Zijn standpunt: stel de Omgevingswet niet langer uit, maar benut de kansen die het biedt om regionale samenwerking in tussenruimten vorm te geven. Het is cruciaal voor het aanpakken van de grote opgaven van deze tijd.
Effectieve samenwerking in de tussenruimte, hoe dan?
Nu van theorie naar praktijk: hoe komen we uiteindelijk tot die effectieve samenwerking? Een eerste stap is en blijft voor elke organisaties die wil samenwerken om duidelijk te formuleren wat je zelf wilt en wat je daarvoor over hebt en inzet. Weet je bijvoorbeeld als ambtelijk medewerker waar jouw wethouder zich hard voor wil maken, wat hem of haar drijft en waar hij of zij bang voor is? Dan kun je deze belangen veel beter overbrengen in netwerken waarin je je bevindt. Teisman maakt al sprekend schaatsende bewegingen om te demonstreren hoe je als medewerker van een overheidsorganisatie moeten kunnen schakelen (‘schaatsen’) tussen de eigen organisatie(doelen) en de tussenruimte. In de tussenruimte worden eigen doelen de randvoorwaarden waarbinnen je aan combinaties kunt werken die passen binnen de randvoorwaarden van diverse organisaties.
Op de vraag hoe je lasten kan verdelen binnen bijvoorbeeld een Regionale Energie Strategie (RES), antwoordt Teisman: “Ik vind dat er in een regio ruimte moet zijn voor onderlinge verschillen en dat regio’s zouden mogen aangeven waarop zij kunnen bijdragen. Als bijvoorbeeld Texel niet mee wil werken aan de RES, dan zouden zij in het bestuurlijke en maatschappelijke ecosysteem van Noord-Holland wellicht een andere publieke functie wel en beter vervullen en op een andere manier bijdragen aan de regio.” Voor dat soort gesprekken moet ruimte zijn.

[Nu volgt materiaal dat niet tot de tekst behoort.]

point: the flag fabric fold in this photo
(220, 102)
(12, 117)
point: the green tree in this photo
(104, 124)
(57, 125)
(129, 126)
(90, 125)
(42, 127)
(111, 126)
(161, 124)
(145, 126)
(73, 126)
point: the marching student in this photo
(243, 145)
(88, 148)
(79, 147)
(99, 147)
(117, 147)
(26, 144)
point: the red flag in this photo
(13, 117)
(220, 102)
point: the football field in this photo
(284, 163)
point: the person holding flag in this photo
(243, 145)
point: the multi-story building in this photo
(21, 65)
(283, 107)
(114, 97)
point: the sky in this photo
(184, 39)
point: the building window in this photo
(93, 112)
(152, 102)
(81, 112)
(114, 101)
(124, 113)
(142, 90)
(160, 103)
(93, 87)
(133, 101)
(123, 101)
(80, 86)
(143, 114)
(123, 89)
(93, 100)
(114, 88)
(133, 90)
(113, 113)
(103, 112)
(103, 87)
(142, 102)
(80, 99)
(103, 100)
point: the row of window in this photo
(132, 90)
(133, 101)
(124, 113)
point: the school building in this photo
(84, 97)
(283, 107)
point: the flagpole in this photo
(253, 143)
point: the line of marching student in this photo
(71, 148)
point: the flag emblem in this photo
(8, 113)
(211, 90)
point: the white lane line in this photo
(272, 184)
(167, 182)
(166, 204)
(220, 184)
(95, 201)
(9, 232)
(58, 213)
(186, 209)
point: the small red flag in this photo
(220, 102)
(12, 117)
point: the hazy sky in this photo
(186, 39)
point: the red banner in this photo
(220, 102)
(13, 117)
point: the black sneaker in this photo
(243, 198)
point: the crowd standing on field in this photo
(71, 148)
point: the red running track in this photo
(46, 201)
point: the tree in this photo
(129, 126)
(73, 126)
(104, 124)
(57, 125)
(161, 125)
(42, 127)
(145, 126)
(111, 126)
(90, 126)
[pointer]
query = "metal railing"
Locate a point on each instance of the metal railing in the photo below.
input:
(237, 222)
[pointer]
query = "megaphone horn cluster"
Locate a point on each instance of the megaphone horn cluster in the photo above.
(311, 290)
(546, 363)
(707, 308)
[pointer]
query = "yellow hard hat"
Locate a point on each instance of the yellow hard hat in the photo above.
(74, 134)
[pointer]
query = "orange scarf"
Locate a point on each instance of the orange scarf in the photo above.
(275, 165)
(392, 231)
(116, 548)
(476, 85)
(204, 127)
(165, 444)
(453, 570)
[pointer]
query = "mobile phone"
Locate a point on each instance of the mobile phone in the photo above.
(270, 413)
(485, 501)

Er is dan wel een toets nodig op free-rider gedrag.
Reflecties op het verhaal van Teisman zijn er van Sarah Ros (VNG) en Paul van Eijk (Waterschap Vallei & Veluwe). Ros vraagt zich af hoe om te gaan met de veelheid aan samenwerkingsverbanden. Teisman stelt dat mandaten dynamisch ingevuld kunnen worden, en dat in essentie iedere meewerkende partij een stukje van het mandaat heeft. Roulerend leiderschap werkt in dit soort situaties goed.
Ook vraagt Ros zich af hoe je, in een integraal en dynamisch proces, oog kan hebben voor de rollen en behoeften van andere partijen. Volgens Teisman is met heldere doelen en een duidelijk budget integrale gebiedsontwikkeling heel goed mogelijk. Je kunt dan partijen betrekken die weten wat ze kunnen bijdragen en hierbij ook ruimte laten voor elke partij om de eigen kwaliteiten goed te benutten.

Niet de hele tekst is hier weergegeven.